Pakistan’s rice industry, despite record exports of $3.88 billion in FY24—up 78% from the previous year—is facing significant challenges.
India, which imposed rice export restrictions last year, is expected to lift these soon. With Indian stocks high and production set to increase, Indian rice could regain market share, impacting Pakistani exports.
The La Nina weather pattern is likely to boost rice production in the Asia-Pacific region, leading to higher global production and potentially lower prices. Bloomberg forecasts record rice production in 2024-25, surpassing global consumption and increasing inventories.
Additionally, Pakistan’s rice exports face rejection risks from the EU, UK, and US due to pesticide residues and mycotoxins.

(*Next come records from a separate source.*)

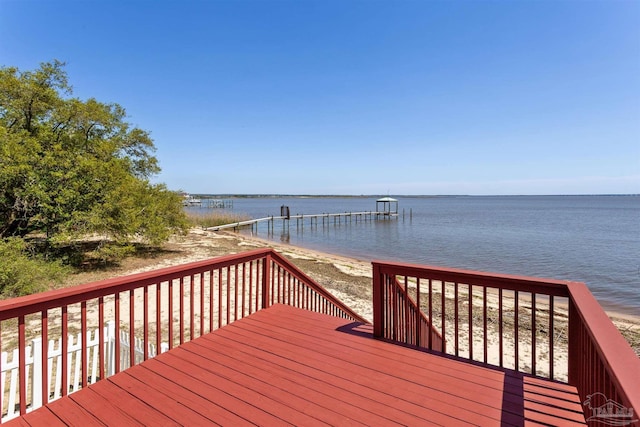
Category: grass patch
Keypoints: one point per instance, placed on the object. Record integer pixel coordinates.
(213, 219)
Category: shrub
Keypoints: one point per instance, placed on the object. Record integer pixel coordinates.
(213, 219)
(23, 273)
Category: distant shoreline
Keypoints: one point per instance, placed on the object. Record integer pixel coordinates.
(406, 196)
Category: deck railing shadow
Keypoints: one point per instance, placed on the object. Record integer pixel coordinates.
(171, 306)
(543, 328)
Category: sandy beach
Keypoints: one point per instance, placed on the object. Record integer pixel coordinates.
(348, 279)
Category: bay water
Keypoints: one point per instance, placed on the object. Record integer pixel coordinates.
(591, 239)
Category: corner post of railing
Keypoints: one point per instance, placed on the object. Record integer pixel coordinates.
(36, 385)
(378, 296)
(266, 280)
(575, 346)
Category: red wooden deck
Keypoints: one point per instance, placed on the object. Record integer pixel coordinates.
(287, 366)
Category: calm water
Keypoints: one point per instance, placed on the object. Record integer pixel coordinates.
(593, 239)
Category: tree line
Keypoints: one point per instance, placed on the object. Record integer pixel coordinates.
(72, 168)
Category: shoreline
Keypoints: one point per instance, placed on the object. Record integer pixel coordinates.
(348, 278)
(347, 259)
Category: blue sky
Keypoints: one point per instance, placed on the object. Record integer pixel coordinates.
(358, 97)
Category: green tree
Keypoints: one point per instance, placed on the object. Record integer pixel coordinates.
(69, 167)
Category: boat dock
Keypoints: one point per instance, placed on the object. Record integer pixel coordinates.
(338, 218)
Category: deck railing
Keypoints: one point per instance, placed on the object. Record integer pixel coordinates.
(548, 328)
(171, 305)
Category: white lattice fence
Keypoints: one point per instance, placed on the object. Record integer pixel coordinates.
(9, 385)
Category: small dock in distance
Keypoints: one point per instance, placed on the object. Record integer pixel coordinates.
(386, 208)
(313, 219)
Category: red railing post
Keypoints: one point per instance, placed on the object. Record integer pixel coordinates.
(378, 302)
(575, 346)
(266, 275)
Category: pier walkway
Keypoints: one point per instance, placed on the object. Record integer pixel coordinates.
(337, 218)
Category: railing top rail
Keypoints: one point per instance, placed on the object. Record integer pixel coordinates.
(499, 281)
(312, 283)
(35, 303)
(616, 353)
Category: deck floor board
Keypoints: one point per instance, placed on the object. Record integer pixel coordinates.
(287, 366)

Pakistan has had 26 alerts for pesticide residues this year, compared to 44 in 2023, and 10 alerts for mycotoxins, up from two last year. This issue is compounded by a lack of awareness among farmers and inadequate staffing in the Department of Plant Protection.
The government’s proposal to shift to a new tax regime and rising production costs are adding to the industry’s woes. There is a call for the government to modernize farming practices, improve inspection processes, and adjust policies to support the rice sector. With these issues, Pakistan’s once-thriving rice export industry faces a critical period, and decisive action is needed to restore its competitive edge.